Using a calculator, we find:

v ≈ 7,902 m/s

Therefore, the shuttle must be moving at a speed of approximately 7,902 m/s relative to Earth when the release occurs.

To determine the speed at which the space shuttle must be moving when it releases the satellite into a circular orbit 700 km above the Earth, you need to use the concept of centripetal force.

The centripetal force required to keep an object in circular motion is given by the equation:

F = (mv^2) / r

where F is the centripetal force, m is the mass of the object, v is the velocity, and r is the radius of the circular orbit.

In this case, the satellite is in orbit around the Earth, so the centripetal force is provided by the gravitational force between the Earth and the satellite. The gravitational force is given by the equation:

F = (G * M * m) / r^2

where G is the gravitational constant, M is the mass of the Earth, m is the mass of the satellite, and r is the radius of the orbit.

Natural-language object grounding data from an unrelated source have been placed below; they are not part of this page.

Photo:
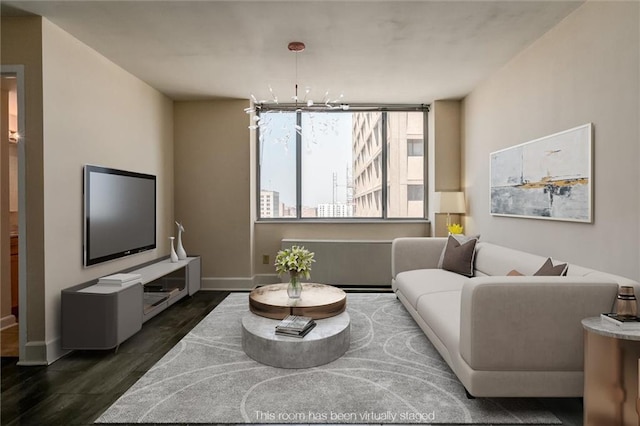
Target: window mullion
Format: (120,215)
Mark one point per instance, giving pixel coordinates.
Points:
(299,164)
(384,144)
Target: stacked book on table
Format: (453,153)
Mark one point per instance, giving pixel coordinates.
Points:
(119,279)
(624,322)
(295,326)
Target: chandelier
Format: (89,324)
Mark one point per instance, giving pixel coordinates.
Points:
(300,103)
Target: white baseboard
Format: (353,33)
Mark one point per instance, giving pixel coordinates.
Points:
(227,284)
(35,353)
(42,353)
(8,321)
(238,283)
(55,351)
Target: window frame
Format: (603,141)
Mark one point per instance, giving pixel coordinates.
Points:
(384,109)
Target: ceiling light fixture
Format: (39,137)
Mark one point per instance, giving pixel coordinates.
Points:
(304,104)
(264,122)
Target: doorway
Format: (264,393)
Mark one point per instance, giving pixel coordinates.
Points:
(11,155)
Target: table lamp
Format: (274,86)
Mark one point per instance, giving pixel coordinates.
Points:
(449,202)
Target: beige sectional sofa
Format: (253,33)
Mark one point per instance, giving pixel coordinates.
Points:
(503,336)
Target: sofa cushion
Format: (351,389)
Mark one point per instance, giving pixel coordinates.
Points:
(416,283)
(458,257)
(495,260)
(442,312)
(549,270)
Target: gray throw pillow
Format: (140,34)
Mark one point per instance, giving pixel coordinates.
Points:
(459,257)
(548,270)
(461,238)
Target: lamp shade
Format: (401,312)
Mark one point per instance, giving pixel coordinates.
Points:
(449,202)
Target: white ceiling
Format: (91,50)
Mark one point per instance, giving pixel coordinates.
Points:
(371,51)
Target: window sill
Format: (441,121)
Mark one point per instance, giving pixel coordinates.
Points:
(341,221)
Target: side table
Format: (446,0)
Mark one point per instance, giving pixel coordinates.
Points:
(611,358)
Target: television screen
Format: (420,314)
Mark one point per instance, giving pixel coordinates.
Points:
(119,213)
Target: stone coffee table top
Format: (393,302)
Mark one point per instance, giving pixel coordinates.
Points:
(316,301)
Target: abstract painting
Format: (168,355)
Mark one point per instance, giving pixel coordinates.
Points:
(547,178)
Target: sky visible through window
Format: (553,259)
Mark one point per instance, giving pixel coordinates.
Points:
(326,149)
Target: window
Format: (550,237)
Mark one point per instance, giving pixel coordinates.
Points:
(415,192)
(333,164)
(415,147)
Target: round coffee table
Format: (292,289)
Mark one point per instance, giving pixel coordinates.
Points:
(316,301)
(328,341)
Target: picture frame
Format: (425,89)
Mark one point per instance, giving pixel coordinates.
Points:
(548,178)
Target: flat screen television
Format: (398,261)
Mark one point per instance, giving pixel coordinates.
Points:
(119,213)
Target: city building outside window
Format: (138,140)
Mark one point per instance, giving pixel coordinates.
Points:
(333,164)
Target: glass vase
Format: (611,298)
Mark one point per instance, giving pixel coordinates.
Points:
(295,286)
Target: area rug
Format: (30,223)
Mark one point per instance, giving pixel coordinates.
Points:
(390,374)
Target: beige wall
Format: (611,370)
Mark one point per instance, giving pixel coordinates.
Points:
(5,259)
(94,113)
(584,70)
(22,45)
(444,158)
(212,186)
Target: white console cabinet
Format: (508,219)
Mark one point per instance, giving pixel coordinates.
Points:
(96,316)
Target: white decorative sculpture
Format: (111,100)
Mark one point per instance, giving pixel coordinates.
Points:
(174,255)
(182,254)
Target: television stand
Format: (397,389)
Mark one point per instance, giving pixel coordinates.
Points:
(97,316)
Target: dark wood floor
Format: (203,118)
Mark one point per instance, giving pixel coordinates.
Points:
(78,388)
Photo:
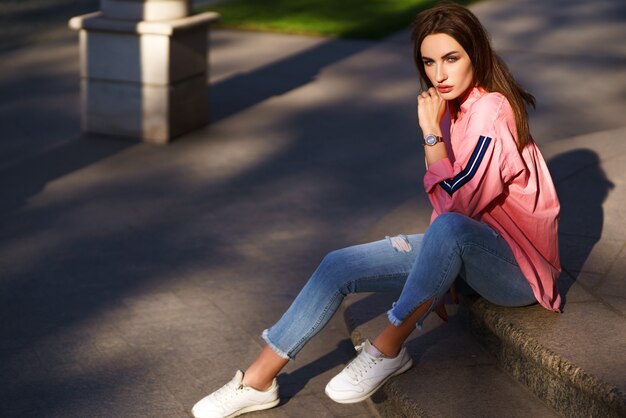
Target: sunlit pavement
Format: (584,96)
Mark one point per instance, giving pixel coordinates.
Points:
(136,279)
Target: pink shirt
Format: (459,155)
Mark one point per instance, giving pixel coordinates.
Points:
(486,178)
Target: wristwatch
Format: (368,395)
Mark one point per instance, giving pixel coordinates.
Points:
(431,140)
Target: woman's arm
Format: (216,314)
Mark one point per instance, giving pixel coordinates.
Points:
(484,154)
(430,110)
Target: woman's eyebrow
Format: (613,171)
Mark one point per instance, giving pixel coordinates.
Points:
(424,57)
(449,53)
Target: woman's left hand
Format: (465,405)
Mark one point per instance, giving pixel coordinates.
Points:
(430,110)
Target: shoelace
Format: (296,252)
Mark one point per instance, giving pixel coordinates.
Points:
(228,391)
(361,364)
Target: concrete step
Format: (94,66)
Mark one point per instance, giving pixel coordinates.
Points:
(574,362)
(452,376)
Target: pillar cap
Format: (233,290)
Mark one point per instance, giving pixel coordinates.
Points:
(96,21)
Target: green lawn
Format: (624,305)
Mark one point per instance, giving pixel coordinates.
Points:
(369,19)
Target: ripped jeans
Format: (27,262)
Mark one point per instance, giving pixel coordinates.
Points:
(421,267)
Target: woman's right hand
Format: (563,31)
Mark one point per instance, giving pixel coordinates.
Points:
(430,111)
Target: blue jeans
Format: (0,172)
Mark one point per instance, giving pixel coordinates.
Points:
(421,268)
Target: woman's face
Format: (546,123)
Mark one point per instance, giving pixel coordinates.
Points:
(447,65)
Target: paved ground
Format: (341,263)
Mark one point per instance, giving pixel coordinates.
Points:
(134,278)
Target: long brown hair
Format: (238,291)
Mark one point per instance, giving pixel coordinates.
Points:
(490,72)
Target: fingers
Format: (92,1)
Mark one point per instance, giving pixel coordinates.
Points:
(430,93)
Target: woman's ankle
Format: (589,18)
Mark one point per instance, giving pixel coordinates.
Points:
(387,350)
(256,383)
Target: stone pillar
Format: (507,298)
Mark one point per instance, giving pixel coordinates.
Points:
(144,69)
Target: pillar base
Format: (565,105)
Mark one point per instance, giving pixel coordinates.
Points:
(146,80)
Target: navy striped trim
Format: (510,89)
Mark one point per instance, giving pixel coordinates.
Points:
(454,184)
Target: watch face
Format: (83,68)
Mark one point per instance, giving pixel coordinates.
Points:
(430,140)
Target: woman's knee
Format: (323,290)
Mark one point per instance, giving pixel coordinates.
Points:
(332,267)
(449,224)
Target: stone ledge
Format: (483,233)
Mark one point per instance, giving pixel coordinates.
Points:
(452,375)
(96,21)
(559,382)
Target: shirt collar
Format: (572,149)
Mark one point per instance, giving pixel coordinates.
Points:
(475,94)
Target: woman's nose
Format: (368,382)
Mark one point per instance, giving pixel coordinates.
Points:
(440,75)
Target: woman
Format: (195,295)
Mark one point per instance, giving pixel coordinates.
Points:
(494,222)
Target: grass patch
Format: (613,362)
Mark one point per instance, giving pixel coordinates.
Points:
(366,19)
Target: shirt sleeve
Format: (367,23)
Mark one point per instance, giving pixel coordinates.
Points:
(486,159)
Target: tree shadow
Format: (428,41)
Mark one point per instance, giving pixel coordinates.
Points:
(582,187)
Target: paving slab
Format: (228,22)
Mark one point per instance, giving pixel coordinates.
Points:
(132,277)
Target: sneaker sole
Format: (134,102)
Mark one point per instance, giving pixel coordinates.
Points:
(255,408)
(406,366)
(251,408)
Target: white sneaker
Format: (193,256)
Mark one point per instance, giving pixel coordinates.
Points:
(234,398)
(365,375)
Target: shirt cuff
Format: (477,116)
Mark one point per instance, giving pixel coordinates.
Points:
(437,172)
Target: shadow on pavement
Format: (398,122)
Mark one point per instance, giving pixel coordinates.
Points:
(582,186)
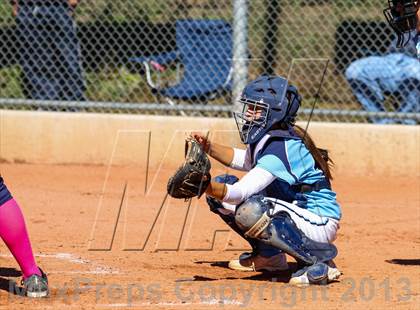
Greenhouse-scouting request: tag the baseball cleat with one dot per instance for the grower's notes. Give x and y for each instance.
(249, 262)
(320, 274)
(36, 286)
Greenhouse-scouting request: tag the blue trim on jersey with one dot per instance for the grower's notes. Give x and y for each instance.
(5, 195)
(290, 161)
(276, 167)
(325, 219)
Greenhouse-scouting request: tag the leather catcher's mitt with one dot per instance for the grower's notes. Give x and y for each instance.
(193, 177)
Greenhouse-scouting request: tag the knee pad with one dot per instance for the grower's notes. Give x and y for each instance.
(256, 219)
(252, 216)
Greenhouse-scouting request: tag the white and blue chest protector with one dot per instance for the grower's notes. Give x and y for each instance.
(284, 155)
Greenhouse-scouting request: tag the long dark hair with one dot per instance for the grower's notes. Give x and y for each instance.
(322, 160)
(321, 157)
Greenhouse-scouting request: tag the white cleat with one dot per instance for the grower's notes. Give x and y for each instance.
(248, 262)
(320, 274)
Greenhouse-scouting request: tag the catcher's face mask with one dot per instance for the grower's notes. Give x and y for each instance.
(253, 116)
(401, 16)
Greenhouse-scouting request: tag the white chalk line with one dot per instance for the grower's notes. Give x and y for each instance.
(96, 268)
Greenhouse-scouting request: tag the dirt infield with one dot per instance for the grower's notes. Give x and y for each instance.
(94, 263)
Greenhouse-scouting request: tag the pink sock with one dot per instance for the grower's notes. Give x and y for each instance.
(14, 234)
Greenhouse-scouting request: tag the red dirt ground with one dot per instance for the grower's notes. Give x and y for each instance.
(180, 266)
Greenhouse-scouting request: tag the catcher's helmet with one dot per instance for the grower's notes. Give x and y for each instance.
(266, 101)
(401, 16)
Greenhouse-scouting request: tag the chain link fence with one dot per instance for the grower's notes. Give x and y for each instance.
(191, 57)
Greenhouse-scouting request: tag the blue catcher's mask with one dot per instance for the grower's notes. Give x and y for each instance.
(266, 101)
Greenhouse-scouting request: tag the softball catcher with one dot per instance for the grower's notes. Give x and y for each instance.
(284, 204)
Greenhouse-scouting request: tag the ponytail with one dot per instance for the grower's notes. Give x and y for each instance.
(322, 160)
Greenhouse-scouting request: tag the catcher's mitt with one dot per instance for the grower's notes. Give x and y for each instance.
(193, 177)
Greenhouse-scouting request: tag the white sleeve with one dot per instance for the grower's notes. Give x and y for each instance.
(241, 159)
(253, 182)
(238, 161)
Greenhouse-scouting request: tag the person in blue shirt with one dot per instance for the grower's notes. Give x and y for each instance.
(284, 203)
(398, 72)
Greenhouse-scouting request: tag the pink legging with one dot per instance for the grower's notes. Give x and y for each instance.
(14, 234)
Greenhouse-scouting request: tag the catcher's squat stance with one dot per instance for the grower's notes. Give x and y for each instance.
(284, 204)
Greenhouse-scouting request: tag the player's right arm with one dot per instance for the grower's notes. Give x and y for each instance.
(222, 153)
(227, 155)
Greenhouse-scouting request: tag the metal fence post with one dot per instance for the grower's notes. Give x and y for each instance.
(240, 47)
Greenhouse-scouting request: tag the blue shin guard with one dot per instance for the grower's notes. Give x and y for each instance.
(278, 230)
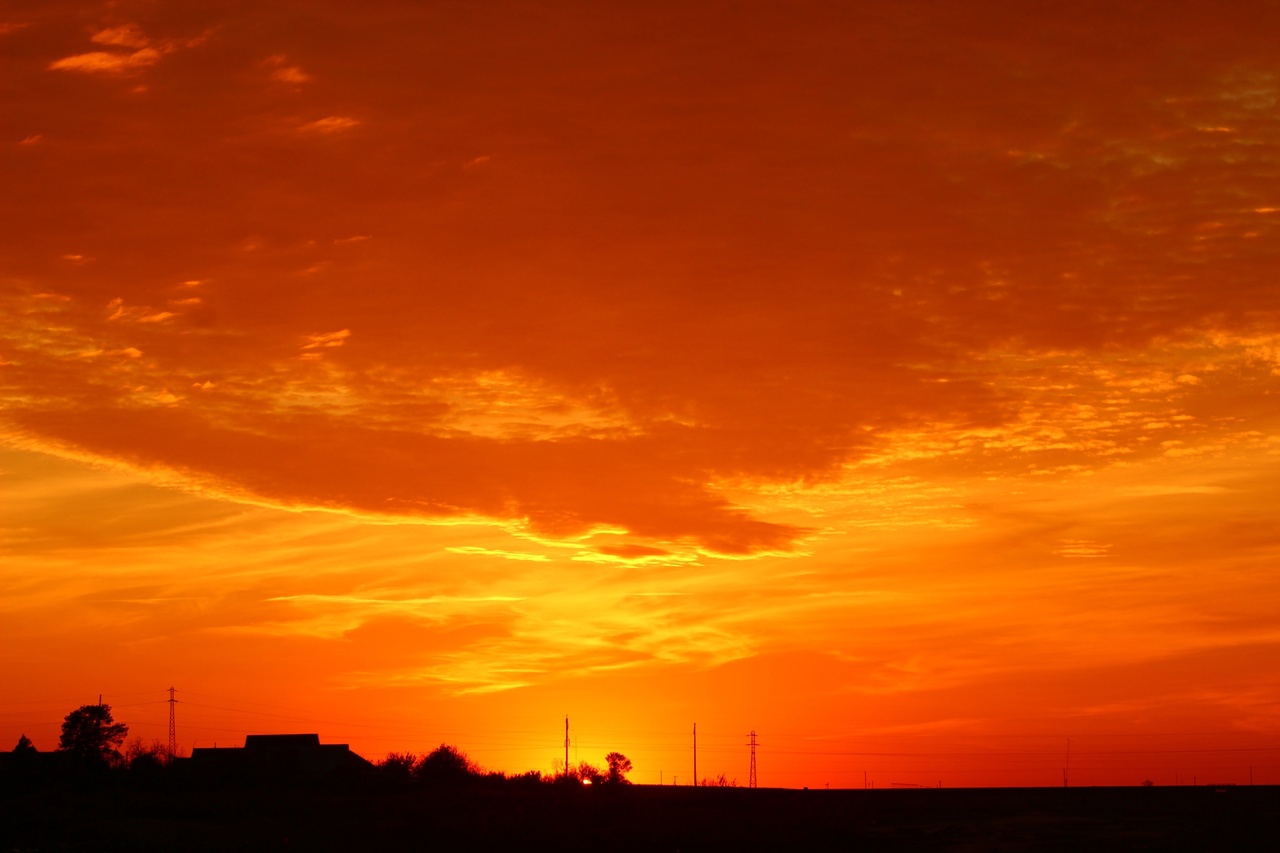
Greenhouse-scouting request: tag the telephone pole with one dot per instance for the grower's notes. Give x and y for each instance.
(173, 728)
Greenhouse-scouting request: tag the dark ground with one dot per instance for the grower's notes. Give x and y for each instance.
(641, 817)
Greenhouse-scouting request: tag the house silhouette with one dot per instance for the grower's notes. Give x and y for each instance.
(278, 757)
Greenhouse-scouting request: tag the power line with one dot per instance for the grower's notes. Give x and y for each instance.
(173, 728)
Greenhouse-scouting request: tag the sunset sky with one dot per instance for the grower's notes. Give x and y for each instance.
(897, 379)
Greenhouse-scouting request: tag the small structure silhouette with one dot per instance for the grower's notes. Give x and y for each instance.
(277, 757)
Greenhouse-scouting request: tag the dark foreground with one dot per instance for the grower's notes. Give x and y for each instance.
(643, 817)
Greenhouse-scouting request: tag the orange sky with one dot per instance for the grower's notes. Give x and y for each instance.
(897, 379)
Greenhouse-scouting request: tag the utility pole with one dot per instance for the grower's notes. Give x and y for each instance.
(173, 728)
(1068, 766)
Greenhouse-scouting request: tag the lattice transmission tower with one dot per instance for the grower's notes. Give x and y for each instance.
(173, 726)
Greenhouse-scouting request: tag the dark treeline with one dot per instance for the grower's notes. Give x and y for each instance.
(99, 790)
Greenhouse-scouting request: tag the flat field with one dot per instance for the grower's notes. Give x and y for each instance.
(641, 817)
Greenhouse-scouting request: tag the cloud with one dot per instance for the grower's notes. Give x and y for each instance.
(329, 124)
(112, 63)
(327, 340)
(122, 36)
(136, 51)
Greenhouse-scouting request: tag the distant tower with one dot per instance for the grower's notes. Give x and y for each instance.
(173, 728)
(695, 755)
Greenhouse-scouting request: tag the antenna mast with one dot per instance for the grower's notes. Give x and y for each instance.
(173, 728)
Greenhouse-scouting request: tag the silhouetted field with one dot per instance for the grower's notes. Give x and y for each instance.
(640, 819)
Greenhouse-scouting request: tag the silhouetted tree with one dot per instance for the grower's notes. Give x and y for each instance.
(588, 772)
(92, 735)
(145, 756)
(618, 769)
(398, 766)
(446, 763)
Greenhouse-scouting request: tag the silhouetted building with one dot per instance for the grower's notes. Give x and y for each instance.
(277, 757)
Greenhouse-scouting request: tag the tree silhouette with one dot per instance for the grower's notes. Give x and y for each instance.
(92, 735)
(446, 763)
(588, 772)
(398, 766)
(618, 769)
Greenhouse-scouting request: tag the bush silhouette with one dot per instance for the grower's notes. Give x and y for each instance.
(447, 763)
(92, 735)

Since the satellite is in a circular orbit, both of these forces must be equal. Therefore, we can set the equations for gravitational force and centripetal force equal to each other:

(G * M * m) / r^2 = (mv^2) / r

We can now cancel out the mass (m) from both sides of the equation:

(G * M) / r = v^2

To solve for v, we take the square root of both sides:

v = √((G * M) / r)

Plugging in the given values:

G = 6.674 × 10^-11 m^3/(kg*s^2) (gravitational constant)
M = 5.972 × 10^24 kg (mass of the Earth)
r = 700,000 m (radius of the orbit)

v = √((6.674 × 10^-11 m^3/(kg*s^2) * 5.972 × 10^24 kg) / 700,000 m)

Calculating this expression, you will find that the speed at which the shuttle must be moving (relative to Earth) when the satellite is released into a circular orbit 700 km above the Earth is approximately 7,660 meters per second.